Data set | Euclidean | SNN distances |
Artificial data series, at d=10, d=160, d=640 | ||
All-Relevant | All-Relevant | 50 80 100 125 200 500 |
10-Relevant | 10-Relevant | 50 80 100 125 200 500 |
Cyc-Relevant | Cyc-Relevant | 50 80 100 125 200 500 |
Half-Relevant | Half-Relevant | 50 80 100 125 200 500 |
All-Dependent | All-Dependent | 50 80 100 125 200 500 |
10-Dependent | 10-Dependent | 50 80 100 125 200 500 |
Real data, at native dimension of feature vector | ||
ALOI | ALOI | 5 8 10 12 15 20 50 100 150 200 500 1000 |
Multiple Features (All) | Multifeat-all | 20 50 80 100 125 200 250 300 500 1000 |
Multiple Features (Pixel only) | Multifeat-pixel | 20 50 80 100 125 200 250 300 500 1000 |
Optical Digits | optdigits.pdf | 20 50 80 100 125 200 250 300 500 1000 |
All results in this series were done using Euclidean distance or a SNN distance based on Euclidean distance.
For the artificial data sets, distances were scaled by 1/sqrt(d), since the diagnonal of the unit cube in Euclidean distance grows with sqrt(d).

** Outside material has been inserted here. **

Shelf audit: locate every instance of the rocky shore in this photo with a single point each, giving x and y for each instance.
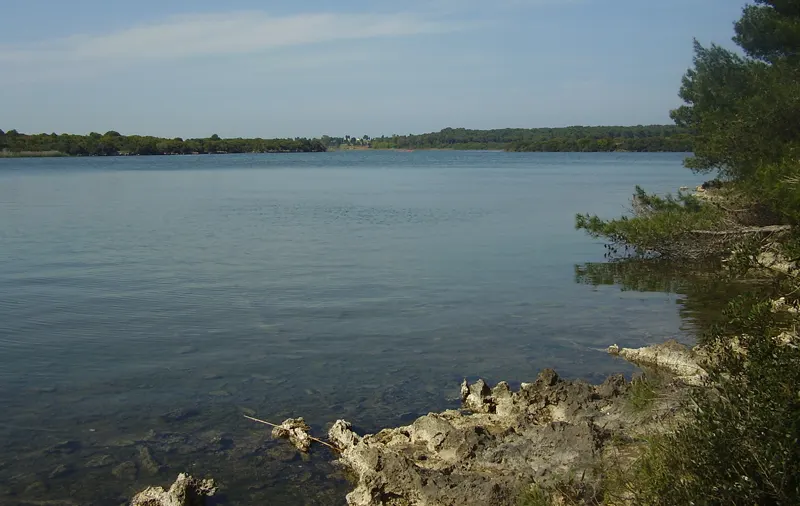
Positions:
(549, 433)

This way, multiple dimensionalities can be compared in the same plot.
In Euclidean distance, it can be clearly seen that even in the 10 dimensional data sets (but also all the real-world data sets), distances were approximately Gaussian distributed. A way to explain this is by using the Central Limit Theorem. It does not apply for the SNN setup, since these are not based on a sum of axis components.
Even the correlated data sets are approximately normally distributed. However the normalization applied when plotting the graphs fails for these data sets, causing the curves to not overlap.